I’m telling you it doesn’t matter how long it is in a XP/2003 environment lol

The whole point of this is that long passwords that are dictionary words are more secure on a brute force attack for the combinations than shorted multi character passwords or ones that admins make you use only 8 characters with requirements for symbols and crap. There are more and they are also easier to remember than someone having to write down their password that has so many special characters in it and if you simply use capital and lower case letters, any letter you add is another 52x combinations.

The password can be as sure as hell but if the system its stored on is easily attackable, its not that useful.

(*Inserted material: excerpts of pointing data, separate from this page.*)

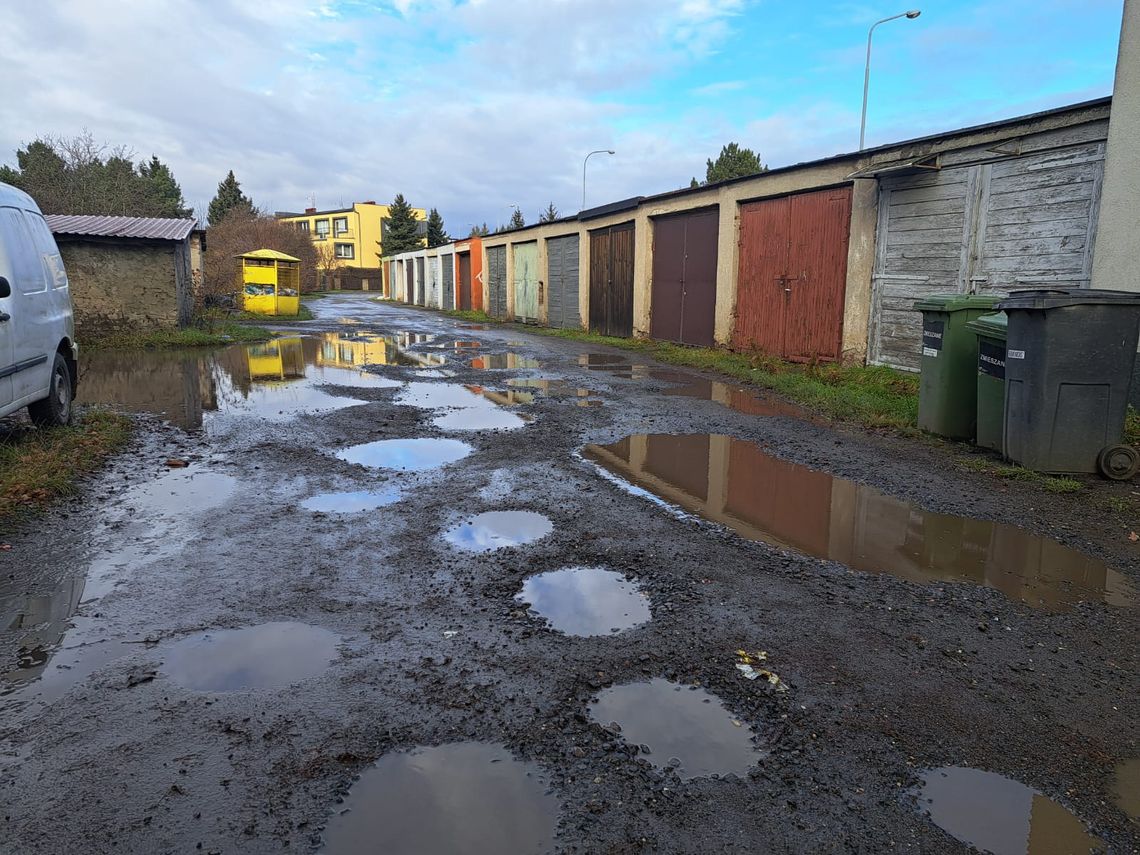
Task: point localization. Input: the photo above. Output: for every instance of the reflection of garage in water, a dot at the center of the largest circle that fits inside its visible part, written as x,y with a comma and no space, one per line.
760,497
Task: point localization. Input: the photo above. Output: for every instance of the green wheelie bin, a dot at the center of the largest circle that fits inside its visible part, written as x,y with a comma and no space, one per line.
991,383
947,389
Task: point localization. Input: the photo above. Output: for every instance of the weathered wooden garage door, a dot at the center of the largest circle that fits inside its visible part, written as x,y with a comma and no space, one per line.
684,277
562,283
496,281
988,228
794,275
524,277
611,281
448,266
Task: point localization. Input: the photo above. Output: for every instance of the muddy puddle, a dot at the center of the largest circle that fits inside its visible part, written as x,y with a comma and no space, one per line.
683,727
464,797
1000,815
351,503
585,601
268,656
498,361
498,529
413,455
760,497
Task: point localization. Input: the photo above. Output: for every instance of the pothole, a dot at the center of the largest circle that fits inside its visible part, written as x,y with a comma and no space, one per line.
465,797
683,727
267,656
498,529
585,601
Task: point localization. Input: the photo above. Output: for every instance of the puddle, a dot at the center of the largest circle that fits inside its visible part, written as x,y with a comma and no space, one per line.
350,503
1000,815
268,656
760,497
496,361
464,797
498,529
406,454
586,601
684,727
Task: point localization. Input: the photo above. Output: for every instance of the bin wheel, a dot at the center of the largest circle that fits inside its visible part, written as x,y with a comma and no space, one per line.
1118,463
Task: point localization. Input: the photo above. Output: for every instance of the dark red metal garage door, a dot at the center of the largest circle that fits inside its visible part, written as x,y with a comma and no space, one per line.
794,275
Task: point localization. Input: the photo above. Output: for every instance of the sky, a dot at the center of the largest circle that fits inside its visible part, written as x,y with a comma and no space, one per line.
474,106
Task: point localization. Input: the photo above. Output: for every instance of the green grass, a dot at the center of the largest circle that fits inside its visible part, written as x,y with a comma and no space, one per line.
39,465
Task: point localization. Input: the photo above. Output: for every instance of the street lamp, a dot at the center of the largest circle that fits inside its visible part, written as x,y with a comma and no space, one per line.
866,71
600,151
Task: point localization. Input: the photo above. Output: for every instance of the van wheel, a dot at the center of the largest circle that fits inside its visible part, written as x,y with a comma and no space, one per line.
56,409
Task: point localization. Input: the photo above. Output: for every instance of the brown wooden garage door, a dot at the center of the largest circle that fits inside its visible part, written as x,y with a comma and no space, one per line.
683,306
794,275
611,281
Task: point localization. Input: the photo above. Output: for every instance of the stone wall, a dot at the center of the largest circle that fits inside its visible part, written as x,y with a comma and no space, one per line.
117,285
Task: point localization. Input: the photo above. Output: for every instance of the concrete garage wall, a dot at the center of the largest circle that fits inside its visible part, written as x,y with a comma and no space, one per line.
117,285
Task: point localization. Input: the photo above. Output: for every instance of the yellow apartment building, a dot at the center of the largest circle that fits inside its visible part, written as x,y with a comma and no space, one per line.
355,234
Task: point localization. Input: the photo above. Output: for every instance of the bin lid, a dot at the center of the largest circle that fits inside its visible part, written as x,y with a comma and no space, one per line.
954,302
1060,298
994,325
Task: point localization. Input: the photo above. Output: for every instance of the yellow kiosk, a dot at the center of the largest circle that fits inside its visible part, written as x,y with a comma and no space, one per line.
270,283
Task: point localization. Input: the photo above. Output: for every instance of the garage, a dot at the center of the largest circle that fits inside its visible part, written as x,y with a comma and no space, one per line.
611,281
683,291
524,279
792,275
496,282
562,283
1017,221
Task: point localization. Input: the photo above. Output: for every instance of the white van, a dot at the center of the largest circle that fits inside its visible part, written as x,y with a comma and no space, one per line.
38,351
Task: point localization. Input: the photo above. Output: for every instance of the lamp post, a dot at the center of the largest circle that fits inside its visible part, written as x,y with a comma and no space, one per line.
600,151
866,71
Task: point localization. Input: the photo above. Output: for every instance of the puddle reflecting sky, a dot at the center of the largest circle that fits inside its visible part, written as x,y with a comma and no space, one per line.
735,483
465,797
687,724
586,601
268,656
1000,815
406,454
498,529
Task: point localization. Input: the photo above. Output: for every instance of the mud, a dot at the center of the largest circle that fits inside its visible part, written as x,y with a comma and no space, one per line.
886,676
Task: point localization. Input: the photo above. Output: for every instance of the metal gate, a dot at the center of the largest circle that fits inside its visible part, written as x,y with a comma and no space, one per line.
611,281
792,275
683,307
496,281
562,283
448,265
524,278
987,228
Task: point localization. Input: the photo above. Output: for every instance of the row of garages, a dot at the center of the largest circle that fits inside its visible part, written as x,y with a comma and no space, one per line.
817,261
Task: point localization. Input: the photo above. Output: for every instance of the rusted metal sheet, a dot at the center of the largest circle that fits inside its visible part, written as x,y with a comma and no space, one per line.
792,275
611,281
683,306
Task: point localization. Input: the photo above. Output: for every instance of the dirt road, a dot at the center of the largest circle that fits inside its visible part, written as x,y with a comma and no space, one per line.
315,635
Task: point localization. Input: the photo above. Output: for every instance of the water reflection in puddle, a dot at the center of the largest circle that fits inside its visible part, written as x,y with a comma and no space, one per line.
260,657
585,601
684,727
406,454
498,529
465,797
1000,815
735,483
495,361
350,503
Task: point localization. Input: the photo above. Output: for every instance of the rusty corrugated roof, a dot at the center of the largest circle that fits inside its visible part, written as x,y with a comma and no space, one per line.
149,228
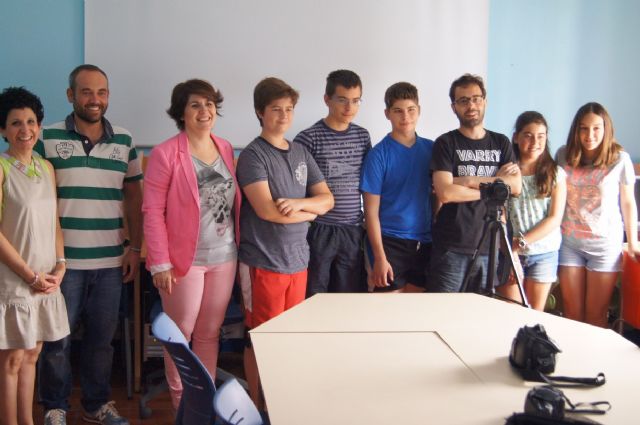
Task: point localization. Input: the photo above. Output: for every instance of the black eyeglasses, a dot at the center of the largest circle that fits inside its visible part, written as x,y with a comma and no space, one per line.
465,101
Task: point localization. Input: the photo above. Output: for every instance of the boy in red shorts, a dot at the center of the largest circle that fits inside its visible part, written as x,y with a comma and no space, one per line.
285,190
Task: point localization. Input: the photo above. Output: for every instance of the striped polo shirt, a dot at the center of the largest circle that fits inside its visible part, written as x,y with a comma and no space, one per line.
339,154
90,184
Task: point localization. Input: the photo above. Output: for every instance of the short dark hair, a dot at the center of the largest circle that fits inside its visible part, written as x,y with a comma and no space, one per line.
400,91
464,81
180,97
270,89
342,77
84,67
19,98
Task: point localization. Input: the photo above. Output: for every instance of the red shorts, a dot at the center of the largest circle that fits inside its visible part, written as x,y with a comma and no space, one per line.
273,293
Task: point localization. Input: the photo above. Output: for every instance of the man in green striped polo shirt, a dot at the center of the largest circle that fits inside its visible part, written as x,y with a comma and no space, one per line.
98,175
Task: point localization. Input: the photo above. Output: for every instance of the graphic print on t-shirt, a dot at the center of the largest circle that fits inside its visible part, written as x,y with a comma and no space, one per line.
301,173
584,203
212,197
479,155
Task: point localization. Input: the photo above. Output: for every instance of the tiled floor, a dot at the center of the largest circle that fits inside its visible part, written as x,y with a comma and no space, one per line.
161,410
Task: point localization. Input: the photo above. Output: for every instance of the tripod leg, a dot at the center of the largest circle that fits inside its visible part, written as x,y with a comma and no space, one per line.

Also, if someone can gain physical access to your box, your passwords are the least of your problems. Lol.

We’ll be moving to Win7/2008 soon, as soon as the domain controllers are upgraded.

N/M I couldn’t figure out how to get the same character on a mac, I changed passwords back.

MAKING A LONG PASSWORD MEANS IT TAKES LONGER TO TYPE IN EQUALS LESS PRODUCTIVITY EQUAL CASE CLOSED.